The developed countries are still developed and their citizens will fight back.


Are you really sitting here and telling me that people merely being brought out of destitution is progress? We have far different views on progress.


I am not entirely sure if you are trolling. People being brought out of destitution is progress, absolutely.

It's the very first and most important step of progress. If people don't have enough to eat, even their brain won't develop properly. The lower layers of Maslow hierarchy are absolutely essential.

After that, more progress is needed, but having food, essential health and physical security is definitely the fundamental thing for any other types of progress, such as education.


Is it possible for everyone’s wealth to increase? I think they might be assuming this is not possible and there if richest wealth increases by this much it had to come from the rest?


Yes it is possible for everyone's wealth to increase.

In the year 1900 Global GDP was 1 Trillion. Today it is 77 Trillion.

https://en.wikipedia.org/wiki/Gross_world_product

In Layman's the Global Pie is growing. The number of people living in extreme poverty has fallen DRASTICALLY over the last 25 years. https://twitter.com/humanprogress/status/913901718823489538

So the people with the smallest piece of the pie are slowly getting a larger piece, but the people who already have the biggest piece of pie are getting even bigger pieces faster. But because the pie is growing, it doesn't mean that their larger piece is making someone else get a smaller piece.

The only people who have a proportionally smaller piece than they used to are in the middle class. Which is what happens when first world work more closely with developing nations. Taking more people out of extreme poverty but putting slight downward pressure on the middle class.


> The number of people living in extreme poverty has fallen DRASTICALLY over the last 25 years.

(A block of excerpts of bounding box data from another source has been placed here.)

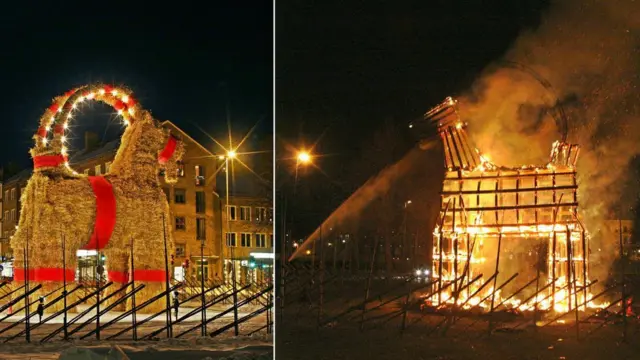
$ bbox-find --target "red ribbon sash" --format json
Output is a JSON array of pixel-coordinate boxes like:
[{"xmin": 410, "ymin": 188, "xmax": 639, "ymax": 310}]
[
  {"xmin": 133, "ymin": 269, "xmax": 167, "ymax": 282},
  {"xmin": 158, "ymin": 135, "xmax": 178, "ymax": 164},
  {"xmin": 33, "ymin": 155, "xmax": 66, "ymax": 169},
  {"xmin": 83, "ymin": 176, "xmax": 116, "ymax": 250},
  {"xmin": 13, "ymin": 268, "xmax": 76, "ymax": 282},
  {"xmin": 107, "ymin": 270, "xmax": 129, "ymax": 284}
]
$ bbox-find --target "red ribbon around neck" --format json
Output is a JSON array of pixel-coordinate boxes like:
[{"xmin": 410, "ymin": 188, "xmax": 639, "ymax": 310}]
[
  {"xmin": 83, "ymin": 176, "xmax": 116, "ymax": 250},
  {"xmin": 33, "ymin": 155, "xmax": 67, "ymax": 169},
  {"xmin": 158, "ymin": 135, "xmax": 178, "ymax": 164}
]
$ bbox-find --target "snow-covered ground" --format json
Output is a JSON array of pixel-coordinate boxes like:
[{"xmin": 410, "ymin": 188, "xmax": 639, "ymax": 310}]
[
  {"xmin": 0, "ymin": 334, "xmax": 273, "ymax": 360},
  {"xmin": 0, "ymin": 307, "xmax": 273, "ymax": 360}
]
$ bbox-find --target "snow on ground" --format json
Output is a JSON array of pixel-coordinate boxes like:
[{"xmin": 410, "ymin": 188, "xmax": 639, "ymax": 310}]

This is defined as people living on less than a dollar a day. Yes, it has more than halved in 30 years. Congratulations. I totally see how this progress actually over half a century relates to the world's richest getting an extra trillion in one year. Yep, makes sense to me.


The "dollar" has been adjusted over time, though, and is currently actually USD 1.90.

Your tone sounds sarcastic but I don't see the justification for it. The number of people who are actually hungry and malnourished has gone down significantly, and far more people are vaccinated today then 25 years ago, and far more children can go to school and literacy rates are up.


Sorry to hijack this, but referring to your other comment, I also saw weird stuff going on today with posts getting flagged. Seems the bots and trolls have found our corner of the internet as well... Not sure what's going on exactly.


Even if it did increase, most of that increase is just inflation anyway. And it's usually the wealthy that benefit from inflation (at least more than regular people do).


Compare the "regular" person of today to the "regular" person of 50 years ago.

Is it easier or harder to afford basic foodstuffs? Do they eat out (luxury) more or less? If they own a home, is it larger or the same size? Who travels more? Who has better healthcare? Who spends more on entertainment? How much do they spend on the family pet? Who spent more time furthering their education?

All of these are measures of wealth, and the modern "regular" person would be wealthier in every one of these categories. And that's not even factoring in advances in technology that make the quality of life of a person better even if there share of societal wealth goes down.


House prices less affordable than 50 years ago: http://news.bbc.co.uk/2/hi/business/8468605.stm


This is very shortsighted-claiming that all of these trends have to do with being richer, is simply absurd. Also, "regular" person? What age? Male? Female? What does that even mean? This is just utter nonsense. But I will humor you:

> Is it easier or harder to afford basic foodstuffs?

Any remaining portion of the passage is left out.